Grundschulen halten häufig Schulwegpläne bereit, auf denen sichere Wege zur Schule eingezeichnet sind. Da der kürzeste Weg nicht immer der sicherste ist, lohnen sich manchmal kleine Umwege, etwa um einen Zebrastreifen zu nutzen.

Schulweg üben

Anfangs sollten Eltern ihr Kind begleiten, um den Schulweg gemeinsam zu üben. Das Schulkind muss erst noch lernen, sich im Straßenverkehr zurechtzufinden und sicher unterwegs zu sein. Später kann es dann allein oder besser gemeinsam mit seinen Freundinnen und Mitschülern zur Schule gehen.

Laufbus statt Elterntaxi

Eltern können auch Laufgemeinschaften organisieren. Dabei holt ein Erwachsener eine Gruppe von Kindern an vereinbarten „Haltestellen“ ab und begleitet sie zur Schule. Nach einer gemeinsamer Übungszeit meistern die Kinder den Weg dann selbstständig. Sie können sich so mit ihren Freundinnen und Kumpels austauschen und bewegen sich vor und nach dem Unterricht an der frischen Luft. In der Gruppe trainieren sie ihre Verkehrssicherheit und lernen Gefahren einzuschätzen. Der Laufbus ist auch ein gutes Beispiel wie man sich umwelt- und klimaverträglich fortbewegen kann. Wie die Organisation eines Laufbusses klappt, zeigt zum Beispiel der Verkehrsclub Deuschland in seiner Broschüre - siehe Materialien.

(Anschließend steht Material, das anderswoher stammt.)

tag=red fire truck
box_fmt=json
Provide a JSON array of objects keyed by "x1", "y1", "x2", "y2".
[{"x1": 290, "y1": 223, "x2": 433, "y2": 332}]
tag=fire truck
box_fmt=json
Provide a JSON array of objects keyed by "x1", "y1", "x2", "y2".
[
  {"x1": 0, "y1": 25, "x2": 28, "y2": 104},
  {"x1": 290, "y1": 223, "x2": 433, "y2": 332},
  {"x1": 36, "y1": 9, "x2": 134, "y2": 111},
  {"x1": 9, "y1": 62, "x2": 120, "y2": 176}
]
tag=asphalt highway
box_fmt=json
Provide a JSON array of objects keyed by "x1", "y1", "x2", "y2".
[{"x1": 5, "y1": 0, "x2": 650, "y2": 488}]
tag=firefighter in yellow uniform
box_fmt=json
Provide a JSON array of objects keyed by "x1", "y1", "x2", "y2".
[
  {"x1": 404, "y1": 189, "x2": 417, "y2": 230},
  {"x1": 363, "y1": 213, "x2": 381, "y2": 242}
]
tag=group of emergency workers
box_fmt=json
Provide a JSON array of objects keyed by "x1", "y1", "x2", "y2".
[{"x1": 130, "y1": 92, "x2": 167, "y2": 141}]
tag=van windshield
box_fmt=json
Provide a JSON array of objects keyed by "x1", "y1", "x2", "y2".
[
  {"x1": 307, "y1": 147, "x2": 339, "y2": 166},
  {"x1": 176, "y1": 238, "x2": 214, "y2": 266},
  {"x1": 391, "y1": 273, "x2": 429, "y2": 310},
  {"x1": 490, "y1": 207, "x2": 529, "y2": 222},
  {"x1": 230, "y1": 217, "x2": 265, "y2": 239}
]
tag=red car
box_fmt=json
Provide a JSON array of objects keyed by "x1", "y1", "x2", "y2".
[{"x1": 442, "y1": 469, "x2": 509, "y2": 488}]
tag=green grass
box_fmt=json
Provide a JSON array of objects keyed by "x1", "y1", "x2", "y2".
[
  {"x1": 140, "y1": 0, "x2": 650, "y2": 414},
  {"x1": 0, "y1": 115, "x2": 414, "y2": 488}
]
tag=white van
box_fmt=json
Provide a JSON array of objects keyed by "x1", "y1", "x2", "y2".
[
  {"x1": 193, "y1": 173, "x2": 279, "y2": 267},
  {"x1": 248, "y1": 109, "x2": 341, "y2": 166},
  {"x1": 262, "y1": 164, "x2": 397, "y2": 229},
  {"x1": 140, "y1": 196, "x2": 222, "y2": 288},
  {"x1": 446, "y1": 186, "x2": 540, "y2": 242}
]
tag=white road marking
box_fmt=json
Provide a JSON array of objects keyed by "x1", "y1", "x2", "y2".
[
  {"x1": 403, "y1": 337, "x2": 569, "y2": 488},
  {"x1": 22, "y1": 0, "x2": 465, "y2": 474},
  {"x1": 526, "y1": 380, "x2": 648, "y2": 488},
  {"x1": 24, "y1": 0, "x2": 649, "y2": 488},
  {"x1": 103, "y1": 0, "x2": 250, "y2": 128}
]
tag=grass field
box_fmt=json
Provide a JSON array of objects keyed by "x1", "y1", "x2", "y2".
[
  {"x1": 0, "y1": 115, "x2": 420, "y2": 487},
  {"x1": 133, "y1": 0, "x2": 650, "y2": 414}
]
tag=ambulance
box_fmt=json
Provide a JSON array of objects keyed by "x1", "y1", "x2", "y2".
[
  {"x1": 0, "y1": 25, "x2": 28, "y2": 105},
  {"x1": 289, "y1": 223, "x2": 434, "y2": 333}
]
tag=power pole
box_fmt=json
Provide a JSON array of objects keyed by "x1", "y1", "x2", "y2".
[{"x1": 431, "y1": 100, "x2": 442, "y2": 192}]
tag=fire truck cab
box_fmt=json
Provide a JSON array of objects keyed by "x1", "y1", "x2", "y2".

Müssen Eltern ihr Kind mal mit dem Auto zur Schule bringen, sollten sie keinesfalls direkt vor dem Schultor halten, sondern ein paar hundert Meter entfernt. So wird ein hohes Verkehrsaufkommen vor der Schule vermieden, das andere Schulkinder gefährden könnte. Das Kind kann so auch auf Freunde und Mitschülerinnen treffen und mit ihnen gemeinsam die letzten Meter zum Schultor gehen. 

Schülerlotsen und Elternlotsen

Viele Schulen haben Schülerlotsen oder Elternlotsen, die den Kindern an unübersichtlichen Kreuzungen im Straßenverkehr helfen. Eltern informieren sich am besten bei ihrer Grundschule, ob es entsprechende Angebote gibt.